À quoi Saint Preux répond :
[…] quant au style, j’ai pris celui de la chose ; j’ai tâché de vous donner à la fois l’idée et l’exemple du ton des conversations à la mode ; et, suivant un ancien précepte, je vous ai écrit à peu près comme on parle en certaines sociétés. […] Pour peu qu’on ait de chaleur dans l’esprit, on a besoin de métaphores et d’expressions figurées pour se faire entendre. (II, 16, p. 217)
L’intérêt de ce bref dialogue dans le cadre d’une analyse sociopoétique réside dans le jeu de mots avec « mode » – signifiant d’un côté « le mode », donc la manière (de parler), de l’autre côté les vêtements (et comportements) « à la mode ». Ce jeu de mots explique que le parler des choses n’est pas nécessairement, comme l’insinue Julie en utilisant la métaphore des vêtements comme une enveloppe dénuée de sens, une sorte de mascarade superficielle. Les deux comparaisons qu’elle présente sont des simplifications – et même des simplifications polémiques. Elles supposent qu’il y ait toujours une division stricte entre intérieur et extérieur, âme et personnage social, sens et mots. Mais les deux peuvent aller de pair, comme Saint-Preux remarque : « quant au style, j’ai pris celui de la chose36. »
Quand Saint-Preux constate la relation des mots avec leur sens, il discute aussi la relation des vêtements et des comportements sociaux avec les personnes. En juxtaposant ainsi le mode de parler avec la mode, les mots avec les choses, il propose une ressemblance, peut-être même une identité (même éphémère) de signe et de sens (signifiant et signifié, extérieur et intérieur). Il sait que la métaphore n’est pas un simple jeu de cache-cache, mais une manière essentielle de communiquer. Il ne nie d’ailleurs certainement pas que, de son point de vue, le beau monde soit superficiel. Au contraire, c’est justement ce qu’il a voulu communiquer à sa correspondante – sachant bien que, pour la convaincre et partager avec elle ses propres expériences, il faut d’autres moyens que des mots secs et sobres, des mots dénotatifs. Dans sa lettre à Julie, il voulait peindre une image réaliste de la société où il est forcé de vivre, et il sait bien que l’unique méthode pour ce faire est de fusionner les mots et les choses. La manière de parler est inséparable du contenu comme le vêtement, dans un moment donné, est inséparable de la personne.

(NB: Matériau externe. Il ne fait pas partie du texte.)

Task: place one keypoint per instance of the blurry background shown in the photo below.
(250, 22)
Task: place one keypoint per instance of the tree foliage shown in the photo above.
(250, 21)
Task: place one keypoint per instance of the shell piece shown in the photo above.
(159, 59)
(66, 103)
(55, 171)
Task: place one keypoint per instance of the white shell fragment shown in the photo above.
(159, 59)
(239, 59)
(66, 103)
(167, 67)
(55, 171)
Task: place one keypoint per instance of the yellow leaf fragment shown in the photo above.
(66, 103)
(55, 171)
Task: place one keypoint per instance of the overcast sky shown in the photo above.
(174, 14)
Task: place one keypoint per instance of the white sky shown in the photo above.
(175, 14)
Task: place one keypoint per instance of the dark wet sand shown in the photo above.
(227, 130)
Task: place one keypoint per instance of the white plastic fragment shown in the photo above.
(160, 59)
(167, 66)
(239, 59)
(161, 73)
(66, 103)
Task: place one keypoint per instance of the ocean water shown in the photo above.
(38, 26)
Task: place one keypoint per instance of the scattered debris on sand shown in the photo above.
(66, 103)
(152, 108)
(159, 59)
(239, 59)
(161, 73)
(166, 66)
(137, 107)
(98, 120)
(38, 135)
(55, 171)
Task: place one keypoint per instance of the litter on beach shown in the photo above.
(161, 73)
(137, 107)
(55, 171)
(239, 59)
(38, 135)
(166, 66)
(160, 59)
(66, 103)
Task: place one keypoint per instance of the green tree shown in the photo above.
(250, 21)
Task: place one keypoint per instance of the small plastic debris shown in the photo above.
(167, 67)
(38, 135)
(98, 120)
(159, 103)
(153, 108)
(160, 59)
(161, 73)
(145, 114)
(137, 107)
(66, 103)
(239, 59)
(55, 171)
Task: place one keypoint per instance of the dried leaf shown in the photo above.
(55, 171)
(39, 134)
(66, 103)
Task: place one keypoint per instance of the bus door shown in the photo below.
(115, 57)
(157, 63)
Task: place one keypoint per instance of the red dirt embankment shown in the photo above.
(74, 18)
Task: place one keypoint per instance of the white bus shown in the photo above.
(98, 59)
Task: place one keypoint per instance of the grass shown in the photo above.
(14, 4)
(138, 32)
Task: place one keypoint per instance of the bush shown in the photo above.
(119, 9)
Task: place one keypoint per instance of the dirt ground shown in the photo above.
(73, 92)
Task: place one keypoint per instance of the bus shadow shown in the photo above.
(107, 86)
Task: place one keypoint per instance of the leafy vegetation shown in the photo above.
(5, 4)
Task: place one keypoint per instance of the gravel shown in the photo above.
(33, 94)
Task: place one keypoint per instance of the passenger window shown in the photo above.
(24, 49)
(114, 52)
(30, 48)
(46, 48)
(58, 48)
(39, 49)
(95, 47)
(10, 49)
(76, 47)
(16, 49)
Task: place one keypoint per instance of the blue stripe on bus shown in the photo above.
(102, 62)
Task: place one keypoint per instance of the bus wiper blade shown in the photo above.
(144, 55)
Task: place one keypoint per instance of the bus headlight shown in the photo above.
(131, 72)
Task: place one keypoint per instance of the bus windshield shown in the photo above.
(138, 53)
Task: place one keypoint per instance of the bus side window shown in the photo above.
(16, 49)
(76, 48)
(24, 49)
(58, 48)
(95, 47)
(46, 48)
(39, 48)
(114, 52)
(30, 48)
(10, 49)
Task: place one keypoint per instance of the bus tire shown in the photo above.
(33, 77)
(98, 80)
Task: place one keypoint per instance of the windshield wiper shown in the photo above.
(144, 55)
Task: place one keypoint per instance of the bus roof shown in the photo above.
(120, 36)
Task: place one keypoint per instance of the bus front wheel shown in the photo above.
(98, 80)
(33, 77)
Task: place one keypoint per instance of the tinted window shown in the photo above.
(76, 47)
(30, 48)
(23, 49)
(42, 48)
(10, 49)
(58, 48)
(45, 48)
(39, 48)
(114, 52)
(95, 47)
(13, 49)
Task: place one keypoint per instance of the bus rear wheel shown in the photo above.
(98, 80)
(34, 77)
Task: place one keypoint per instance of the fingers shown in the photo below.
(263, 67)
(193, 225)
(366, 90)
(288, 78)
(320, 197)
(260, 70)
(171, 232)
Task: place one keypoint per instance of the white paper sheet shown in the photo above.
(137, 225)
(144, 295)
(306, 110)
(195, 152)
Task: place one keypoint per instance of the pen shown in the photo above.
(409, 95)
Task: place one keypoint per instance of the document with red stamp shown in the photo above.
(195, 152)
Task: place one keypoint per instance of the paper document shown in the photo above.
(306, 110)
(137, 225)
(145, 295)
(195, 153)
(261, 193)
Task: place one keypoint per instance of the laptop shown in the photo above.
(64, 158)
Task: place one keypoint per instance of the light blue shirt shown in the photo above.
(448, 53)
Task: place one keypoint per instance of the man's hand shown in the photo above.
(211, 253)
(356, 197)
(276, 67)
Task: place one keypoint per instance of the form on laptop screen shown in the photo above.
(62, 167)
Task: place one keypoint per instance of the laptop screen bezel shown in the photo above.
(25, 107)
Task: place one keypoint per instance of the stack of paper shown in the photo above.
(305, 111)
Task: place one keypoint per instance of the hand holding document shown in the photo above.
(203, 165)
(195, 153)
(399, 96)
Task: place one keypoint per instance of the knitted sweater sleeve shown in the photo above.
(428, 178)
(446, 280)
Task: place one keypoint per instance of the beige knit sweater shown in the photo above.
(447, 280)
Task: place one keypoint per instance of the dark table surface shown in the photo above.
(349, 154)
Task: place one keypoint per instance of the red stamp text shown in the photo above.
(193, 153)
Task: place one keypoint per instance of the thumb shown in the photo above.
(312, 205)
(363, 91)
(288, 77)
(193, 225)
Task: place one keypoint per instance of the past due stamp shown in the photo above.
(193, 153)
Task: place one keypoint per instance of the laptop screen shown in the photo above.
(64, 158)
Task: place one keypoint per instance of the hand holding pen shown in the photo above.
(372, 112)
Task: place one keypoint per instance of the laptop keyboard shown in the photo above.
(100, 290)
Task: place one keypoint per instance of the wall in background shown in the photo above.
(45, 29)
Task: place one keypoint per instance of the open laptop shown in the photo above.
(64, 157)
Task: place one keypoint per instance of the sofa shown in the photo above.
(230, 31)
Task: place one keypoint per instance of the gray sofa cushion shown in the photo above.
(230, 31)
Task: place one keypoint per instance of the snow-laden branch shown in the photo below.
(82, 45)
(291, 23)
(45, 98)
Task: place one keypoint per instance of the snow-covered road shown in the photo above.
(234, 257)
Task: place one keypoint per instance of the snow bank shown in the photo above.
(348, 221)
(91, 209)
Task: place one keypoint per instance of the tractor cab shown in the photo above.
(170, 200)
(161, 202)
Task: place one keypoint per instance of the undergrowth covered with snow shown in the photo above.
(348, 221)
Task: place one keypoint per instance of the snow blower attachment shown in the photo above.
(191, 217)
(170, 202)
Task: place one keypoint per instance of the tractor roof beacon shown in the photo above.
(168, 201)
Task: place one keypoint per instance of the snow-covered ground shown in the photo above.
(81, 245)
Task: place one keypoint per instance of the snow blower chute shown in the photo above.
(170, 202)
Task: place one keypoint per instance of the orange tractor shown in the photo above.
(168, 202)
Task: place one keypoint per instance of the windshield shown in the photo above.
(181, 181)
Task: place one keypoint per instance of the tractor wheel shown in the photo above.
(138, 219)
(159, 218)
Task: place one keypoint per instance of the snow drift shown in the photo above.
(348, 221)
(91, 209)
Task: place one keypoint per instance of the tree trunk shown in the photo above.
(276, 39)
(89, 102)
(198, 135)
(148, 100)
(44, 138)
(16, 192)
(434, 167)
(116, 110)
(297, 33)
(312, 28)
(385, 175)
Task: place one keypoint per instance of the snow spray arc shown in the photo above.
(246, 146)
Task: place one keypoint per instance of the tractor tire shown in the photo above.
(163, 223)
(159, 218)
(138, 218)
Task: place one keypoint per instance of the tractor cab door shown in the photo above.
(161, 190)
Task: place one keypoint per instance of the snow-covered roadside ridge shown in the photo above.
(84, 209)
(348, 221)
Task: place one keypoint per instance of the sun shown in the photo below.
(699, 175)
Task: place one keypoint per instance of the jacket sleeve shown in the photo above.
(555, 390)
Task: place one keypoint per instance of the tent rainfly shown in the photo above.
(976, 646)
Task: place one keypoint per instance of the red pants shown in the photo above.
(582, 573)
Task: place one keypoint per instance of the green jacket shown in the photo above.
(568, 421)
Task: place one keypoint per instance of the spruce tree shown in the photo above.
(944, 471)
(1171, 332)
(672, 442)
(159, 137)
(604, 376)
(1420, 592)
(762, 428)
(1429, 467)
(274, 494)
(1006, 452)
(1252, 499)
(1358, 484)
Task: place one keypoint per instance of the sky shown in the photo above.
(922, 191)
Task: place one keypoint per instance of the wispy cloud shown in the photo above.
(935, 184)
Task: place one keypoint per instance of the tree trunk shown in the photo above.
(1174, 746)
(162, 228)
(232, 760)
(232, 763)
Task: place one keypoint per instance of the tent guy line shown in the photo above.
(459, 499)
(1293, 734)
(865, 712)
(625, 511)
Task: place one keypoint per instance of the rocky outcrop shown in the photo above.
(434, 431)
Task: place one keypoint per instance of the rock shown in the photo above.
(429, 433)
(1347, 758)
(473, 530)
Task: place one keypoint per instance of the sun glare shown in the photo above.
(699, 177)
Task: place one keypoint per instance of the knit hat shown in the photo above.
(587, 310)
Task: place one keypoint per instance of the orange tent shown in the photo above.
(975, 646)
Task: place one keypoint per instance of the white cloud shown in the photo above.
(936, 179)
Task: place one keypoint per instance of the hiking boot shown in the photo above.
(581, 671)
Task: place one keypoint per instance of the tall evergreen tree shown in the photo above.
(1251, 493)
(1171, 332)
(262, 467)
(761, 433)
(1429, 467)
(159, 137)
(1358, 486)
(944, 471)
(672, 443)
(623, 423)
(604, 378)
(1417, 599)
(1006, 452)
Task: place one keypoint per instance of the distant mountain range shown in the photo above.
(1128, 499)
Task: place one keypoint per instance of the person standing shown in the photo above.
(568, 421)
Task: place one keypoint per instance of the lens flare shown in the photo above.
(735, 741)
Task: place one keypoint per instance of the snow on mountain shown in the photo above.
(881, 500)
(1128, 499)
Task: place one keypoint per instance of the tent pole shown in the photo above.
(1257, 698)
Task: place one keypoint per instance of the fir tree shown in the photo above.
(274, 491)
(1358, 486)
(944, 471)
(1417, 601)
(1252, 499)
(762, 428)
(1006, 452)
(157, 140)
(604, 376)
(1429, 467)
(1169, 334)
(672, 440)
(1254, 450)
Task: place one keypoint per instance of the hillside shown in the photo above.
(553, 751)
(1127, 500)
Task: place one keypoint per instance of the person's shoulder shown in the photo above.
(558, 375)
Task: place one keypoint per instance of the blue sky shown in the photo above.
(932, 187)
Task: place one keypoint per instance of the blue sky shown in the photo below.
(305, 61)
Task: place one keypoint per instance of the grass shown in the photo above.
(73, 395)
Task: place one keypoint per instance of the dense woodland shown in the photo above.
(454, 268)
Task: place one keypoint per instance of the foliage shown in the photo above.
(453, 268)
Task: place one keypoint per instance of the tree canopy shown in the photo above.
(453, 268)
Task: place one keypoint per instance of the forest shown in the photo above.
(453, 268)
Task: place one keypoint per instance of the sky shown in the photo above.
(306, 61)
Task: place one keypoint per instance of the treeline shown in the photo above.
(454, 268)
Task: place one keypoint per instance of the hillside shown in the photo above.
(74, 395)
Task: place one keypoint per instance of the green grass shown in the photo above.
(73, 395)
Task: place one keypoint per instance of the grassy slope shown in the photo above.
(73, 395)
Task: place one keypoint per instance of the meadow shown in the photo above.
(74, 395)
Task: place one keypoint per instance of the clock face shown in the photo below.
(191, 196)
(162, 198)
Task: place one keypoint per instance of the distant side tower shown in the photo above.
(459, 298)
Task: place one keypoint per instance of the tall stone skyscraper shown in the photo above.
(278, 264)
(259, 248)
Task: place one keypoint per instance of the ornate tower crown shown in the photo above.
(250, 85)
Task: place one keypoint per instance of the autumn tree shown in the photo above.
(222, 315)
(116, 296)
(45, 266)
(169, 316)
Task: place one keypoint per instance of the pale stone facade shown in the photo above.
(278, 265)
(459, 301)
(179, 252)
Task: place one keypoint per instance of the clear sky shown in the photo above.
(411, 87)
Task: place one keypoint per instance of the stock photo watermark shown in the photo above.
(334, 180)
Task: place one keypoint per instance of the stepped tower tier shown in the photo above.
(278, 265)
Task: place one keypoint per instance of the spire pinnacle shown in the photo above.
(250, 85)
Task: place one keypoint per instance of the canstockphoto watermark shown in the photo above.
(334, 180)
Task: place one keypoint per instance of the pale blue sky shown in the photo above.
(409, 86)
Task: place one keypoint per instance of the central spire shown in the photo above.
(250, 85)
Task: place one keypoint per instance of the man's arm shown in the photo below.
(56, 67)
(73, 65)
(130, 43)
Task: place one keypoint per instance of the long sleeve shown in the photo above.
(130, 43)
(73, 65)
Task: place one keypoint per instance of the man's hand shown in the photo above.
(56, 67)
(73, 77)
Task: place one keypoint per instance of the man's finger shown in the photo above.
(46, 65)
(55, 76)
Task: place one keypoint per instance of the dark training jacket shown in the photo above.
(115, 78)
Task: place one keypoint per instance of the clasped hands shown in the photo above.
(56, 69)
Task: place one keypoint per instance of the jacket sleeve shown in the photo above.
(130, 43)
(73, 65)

On pourrait dire que, d’une manière indirecte, Saint-Preux définit la méthode fondamentale de la littérature : elle transpose les choses de la vie dans un autre médium, un texte. Donc elle en fait une narration qui, bien que partie intégrante du tissu social et elle-même nourrie d’expériences vécues, obéit à d’autres lois que la prétendue réalité. Le texte ne reflète pas le monde réel, il produit un monde imaginaire en utilisant des morceaux du monde réel – des expériences, des observations, des analyses, des émotions, des choses – à la fin, c’est au mieux un tissu composé d’une multiplicité de fils divers37.
La littérature ne transmet pas des informations, mais elle nous permet de faire des expériences – au mieux des expériences que nous ne ferions jamais dans notre propre vie. Elle peut nous ouvrir des mondes inconnus, ou elle nous fait comprendre ce que des hommes d’autrefois espéraient, croyaient, imaginaient, désiraient. Et nous, lecteurs du xxie siècle – s’il nous prend le désir de communiquer avec le passé, il nous faut lire des textes littéraires. Nous pouvons leur poser des questions, et les textes – les romans surtout – nous répondent, enracinés dans leur propre temps, possédant la valeur qui leur permet de franchir le gouffre des siècles.